The dam at Calueque lies at the lower end of the Middle Kunene around 540 km downstream from the Gove dam. Work on the dam started in 1972 and was 70 % complete when work was abandoned in 1976 due to the war although it is partially functional, serving to store considerably less than the original design volume of 475 Mm³. In 1988 the weir was severely damaged during an attack. The Calueque dam was designed with two main functions in mind:

  • To provide further regulation of the flow of the Kunene and enable optimal electricity generation downstream at Ruacana; and
  • To store water for bulk transfer for human and animal requirements and for irrigation in northern Namibia

In addition to this, the dam serves to store water for domestic water supply and local development in Angola.

The existing agreement between the governments of Angola and Namibia allows for a maximum abstraction rate of 6 m³ / s for uses in northern Namibia in this Bulk Transfer Scheme. The Calueque dam is currently being repaired in order to fully function as foreseen, with an extension in its function planned with the addition of hydroelectric generators.

The Calueque weir, with damage from the war still visible.
Source: Vogel 2006
( click to enlarge )

Ruacana Diversion Weir

The Ruacana diversion weir is some 40 km downstream from the Calueque weir in the Lower Kunene.
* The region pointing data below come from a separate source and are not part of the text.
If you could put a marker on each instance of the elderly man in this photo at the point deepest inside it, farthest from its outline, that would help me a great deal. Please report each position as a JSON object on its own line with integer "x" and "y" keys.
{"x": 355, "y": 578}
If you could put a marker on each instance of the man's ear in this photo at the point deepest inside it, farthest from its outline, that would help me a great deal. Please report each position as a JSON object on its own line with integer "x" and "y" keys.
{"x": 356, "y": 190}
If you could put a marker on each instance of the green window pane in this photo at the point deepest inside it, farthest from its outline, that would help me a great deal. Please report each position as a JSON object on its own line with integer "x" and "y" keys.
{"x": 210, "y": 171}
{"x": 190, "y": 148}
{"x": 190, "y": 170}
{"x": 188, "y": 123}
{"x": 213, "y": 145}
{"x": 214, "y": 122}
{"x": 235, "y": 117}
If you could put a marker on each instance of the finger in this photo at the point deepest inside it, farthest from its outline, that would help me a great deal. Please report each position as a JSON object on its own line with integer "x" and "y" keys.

The weir was completed in 1978 but only came into use in January 1980 when the sluice gates were closed for the first time. The main objective of the Ruacana diversion weir is:

  • to provide a constant head of water in the river and divert water through an 8m diameter pipe for hydroelectric power generation for Namibia.

Whilst the weir and inlet structures for the hydropower plant are in Angola, the power plant itself is in Namibia. The plant has a capacity of 240 MW, with three 80 MW turbines installed, and is Namibia’s main source of power generation. NamPower are planning to increase production capacity by adding a fourth turbine.

The Ruacana hydropower plant is NamPower’s main source or power generation, despite the fact that Ruacana's contribution to Namibia's electrical energy demands varies from year to year - in 1991 Ruacana contributed 69 %, while in 1997 this had dropped to 31 % due to run of river conditions.

Overview of the Ruacana Falls with electrical relay station.
Source: Government of Namibia 2007
( click to enlarge )
Schematic of the Ruacana hydroelectric scheme.
Source: Government of Namibia 2007
( click to enlarge )

Due to the war the Kunene River Scheme has yet to function in the planned integrated manner. The flow of the river has so far been poorly regulated by the Gove dam and Calueque weir, meaning power generation at Ruacana has been open to huge seasonal fluctuations, with spills during the wet season and very little generation during drought spells, as well as annual fluctuations. However, the Work Currently Underway at both Gove and Calueque will ensure that the entire Ruacana scheme finally functions as foreseen.